Ben flared his nostrils and pursed his lips. The few times he met active senators had been at lame, boring parties he was forced to go to as a descendant of Anakin Skywalker. And while Gran Padmé had been a senator, she had left the Senate by the time Ben had been born. There had even been a few rare times when he had gone to visit her in the Lake Country of Naboo, where she had married then Jedi Padawan Anakin Skywalker. In exchange for gossip from Coruscant, she would tell him stories of his grandfather, including a few from the Clone Wars when they had been together, facing the Separatists.
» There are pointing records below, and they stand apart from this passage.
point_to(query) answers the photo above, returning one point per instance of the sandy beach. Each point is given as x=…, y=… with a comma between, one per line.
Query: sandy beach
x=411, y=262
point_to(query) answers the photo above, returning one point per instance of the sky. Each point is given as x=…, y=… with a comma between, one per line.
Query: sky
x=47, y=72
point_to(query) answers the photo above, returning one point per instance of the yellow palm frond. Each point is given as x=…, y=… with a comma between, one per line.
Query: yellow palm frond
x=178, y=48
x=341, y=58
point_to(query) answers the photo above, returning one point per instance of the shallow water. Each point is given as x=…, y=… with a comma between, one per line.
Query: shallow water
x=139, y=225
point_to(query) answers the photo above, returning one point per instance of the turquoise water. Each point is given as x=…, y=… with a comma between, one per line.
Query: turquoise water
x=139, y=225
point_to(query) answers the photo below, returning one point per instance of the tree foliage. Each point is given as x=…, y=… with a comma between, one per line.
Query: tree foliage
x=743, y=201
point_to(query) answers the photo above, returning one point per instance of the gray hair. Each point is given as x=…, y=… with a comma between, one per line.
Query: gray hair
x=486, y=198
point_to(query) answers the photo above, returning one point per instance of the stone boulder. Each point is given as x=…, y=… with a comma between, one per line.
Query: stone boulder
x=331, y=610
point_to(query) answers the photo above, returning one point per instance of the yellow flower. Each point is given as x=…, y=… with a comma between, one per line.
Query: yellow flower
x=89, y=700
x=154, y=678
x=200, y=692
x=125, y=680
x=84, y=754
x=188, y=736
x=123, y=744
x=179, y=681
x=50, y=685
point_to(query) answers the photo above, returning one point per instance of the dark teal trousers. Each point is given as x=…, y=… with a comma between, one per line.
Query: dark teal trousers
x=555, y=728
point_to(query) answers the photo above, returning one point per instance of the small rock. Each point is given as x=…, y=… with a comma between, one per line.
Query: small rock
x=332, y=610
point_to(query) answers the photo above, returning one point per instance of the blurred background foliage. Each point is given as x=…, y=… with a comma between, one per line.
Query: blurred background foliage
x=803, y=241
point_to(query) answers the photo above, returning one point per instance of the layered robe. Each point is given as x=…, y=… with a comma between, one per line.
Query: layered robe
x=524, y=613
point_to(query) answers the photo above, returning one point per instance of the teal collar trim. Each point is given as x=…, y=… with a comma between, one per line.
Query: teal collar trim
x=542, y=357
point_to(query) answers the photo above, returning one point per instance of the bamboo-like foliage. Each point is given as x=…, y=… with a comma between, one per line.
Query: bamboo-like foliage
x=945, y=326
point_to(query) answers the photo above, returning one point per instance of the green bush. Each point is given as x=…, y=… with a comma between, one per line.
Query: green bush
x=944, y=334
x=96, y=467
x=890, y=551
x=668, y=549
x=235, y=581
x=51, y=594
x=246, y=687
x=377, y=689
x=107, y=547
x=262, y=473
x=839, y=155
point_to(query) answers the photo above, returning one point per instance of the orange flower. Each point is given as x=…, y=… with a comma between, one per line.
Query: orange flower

The one time he asked about the Sword of the Jedi, she would only smile in that weird melancholic way only old people did, which made it really weird since she was as beautiful as mother was, those rare times he got to see her.

"Yeah, that's true," their father said. "With all of those Outer Rim worlds joining the Republic, she thought it was the right thing to continue helping them adjust."

"Is that why Mom was gone for so long?" asked Jaina, pouting. Ben nodded. While he had come to accept that their mother preferred to remain away from the Temple due to whatever reason led to her first departure, too often he wished for her to be there. To listen as they talked about their lessons and be proud of how Ben and Jaina progressed as Jedi.

"In part," Uncle Luke said with a sad frown. "But there's another matter that has her worried. She has seen…visions of a dark presence in the Unknown Regions. By strengthening the Republic's presence in the Outer Rim and along the Western Reaches, she hopes to sniff out this dark threat."

"I think I know what it is," Ben muttered, looking down at his feet. "I have these weird…dreams, I guess. Visions, sort of like what Grandfather had. It's like someone is whispering to me, and I hear the voice when I meditate."

"Don't worry, Ben," Jaina said, latching onto him. "I'll become the Sword of the Jedi and stop it!"

Ben smiled down at his little sister and felt a sense of relief. If a different Jaina Solo could stop a Sith Lord, then perhaps his own could stop whatever threat wished to prey upon him.